Giving Students a Choice in Education
As a parent, you want a hand in most every facet of your children’s lives. When raising your little ones, you’ll be choosing the places they go, the things they do and everything down to the foods they eat. What you won’t choose, more than likely, is where your child gets his or her education.
On average, a student in middle school will spend about 1,016 hours each year inside of the classroom–more than most any other country on Earth. Those hours–roughly 33 per week according to the University of Michigan–make up a huge chunk of a developing child’s time. It makes sense that we want our kids to receive a quality education to act as the foundation for their future, so wouldn’t it make sense to add a little bit of choice into the equation?
A logical inconsistency currently surrounds school choice in America at the moment. As it stands for most parents around the country right now, they have little to no choice in where their children will attend school. Areas of the country that feature less than stellar public schools–poorer, inner city areas predominantly–mean children from the area are stuck attending schools that will not prepare them well for the future.

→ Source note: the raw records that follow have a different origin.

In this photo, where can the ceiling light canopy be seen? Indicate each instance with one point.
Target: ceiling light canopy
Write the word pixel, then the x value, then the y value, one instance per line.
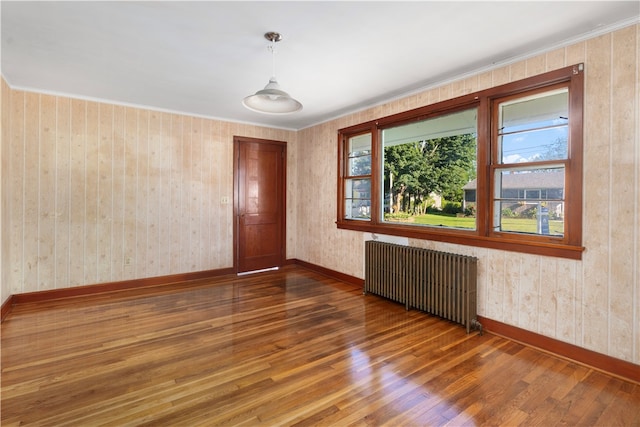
pixel 272 99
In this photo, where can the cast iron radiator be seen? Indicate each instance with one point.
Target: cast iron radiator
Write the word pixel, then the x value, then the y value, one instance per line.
pixel 439 283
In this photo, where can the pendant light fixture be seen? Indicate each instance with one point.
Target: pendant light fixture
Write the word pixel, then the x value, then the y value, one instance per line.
pixel 272 99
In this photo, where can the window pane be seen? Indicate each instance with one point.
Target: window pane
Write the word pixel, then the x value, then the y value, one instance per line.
pixel 357 199
pixel 427 166
pixel 536 145
pixel 530 201
pixel 360 165
pixel 534 128
pixel 536 111
pixel 359 155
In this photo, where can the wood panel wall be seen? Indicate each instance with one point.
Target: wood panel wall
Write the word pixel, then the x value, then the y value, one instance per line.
pixel 5 291
pixel 593 303
pixel 102 193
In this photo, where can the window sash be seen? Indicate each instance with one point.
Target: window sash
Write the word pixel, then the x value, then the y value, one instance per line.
pixel 489 161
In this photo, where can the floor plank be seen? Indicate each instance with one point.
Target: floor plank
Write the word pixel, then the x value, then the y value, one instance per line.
pixel 289 347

But the logical inconsistency in rejecting charter and private schools comes to light when you consider the relative imbalance that exists right now. Wealthier parents are able to afford to send their children to an expensive private school to avoid the issue of substandard public schools. Parents who can’t afford the current price of these options, however, are left optionless. At its core, this practice is purely prejudicial classism, taking the choice from lower socio-economic class individuals while those in the upper class are afforded more options.
Public schooling options are decided for them based on location, presenting the perfect opportunity for a vicious cycle to begin. Students from worse economic backgrounds don’t have the same opportunities afforded to them, pushing them into the public school system that won’t prepare them for post-graduate life. The facilities are poor, the funding is underwhelming, and the environments are sometimes unsafe and unfit for proper education. These factors culminate in what’s called the school to prison pipeline.
In the late 90’s, programs began popping up around the country that helped ease the issue of a lack of school choice. The first, a program and corresponding legislation helped along its way by Lincoln Strategy Group’s own Managing Director Nathan Sproul, was the Arizona Original Individual Income Tax Credit Scholarship Program. While it’s a bit of a mouthful in name, the program awarded over 30,000 scholarships in 2014-2015 alone, helping bring choice to children in Arizona.
The legislation and program have faced scrutiny in the past, holding up against three court challenges since its inception. In each instance, school choice came out victorious, striking a blow against those who wished to reduce the options allocated to those in the middle and lower class.
The creation of the Arizona Original Individual Income Tax Credit Scholarship Program has worked in tandem with the Corporate Tax Credit Scholarship Program in Arizona to help increase school choice options in the state.
The way they work is both straightforward and immensely beneficial for donors. The money that is sent to programs like the Arizona Christian School Tuition Organization (ACSTO) or Tuition Organization for Private Schools (TOPS) is then credited, dollar-for-dollar, towards any money you may owe come tax season. Taxpayers may select private, charter, or public schools to be the recipient of their tax credits.
The video below from ACSTO explains the process in more detail.
Other states have begun to take notice of the outcomes of these programs since Arizona’s pilot program in the 90s. States like Florida have adopted very similar programs, seeing coinciding degrees of success. With the expansion, growth and success of the programs across the nation, the current state of the GOP school choice platform is also shifting, capped off by Betsy DeVos’s position as Secretary of Education under Donald Trump.
The payoff in Arizona has been palpable. US News & World Report’s 2017 list of the best high schools in the country ranked Arizona charter schools in each of the first three spots and five of the top seven.
More recently, Arizona Governor Doug Ducey signed a bill that passed through the Legislature to expand the eligibility of the program already in place, allowing for any of the state’s residents to use taxpayer funds that would normally go towards public schools instead to the private school of their choice. The move by Ducey grew the state’s Empowerment Scholarship Account program, making it one of the largest in the country.
While the move was met with anger by Democrats due to a perceived increase in taxes and school spending, the revised version of the plan actually saves the state just over $3 million over the next 5 years in addition to expanding the opportunity of schoolchildren around the state.
While it may raise some eyebrows when you consider just how long your children spend in school, what’s more is the fact that those figures are climbing quickly. It’s now becoming more important than ever to offer choices to the next generation of employees, business people and leaders.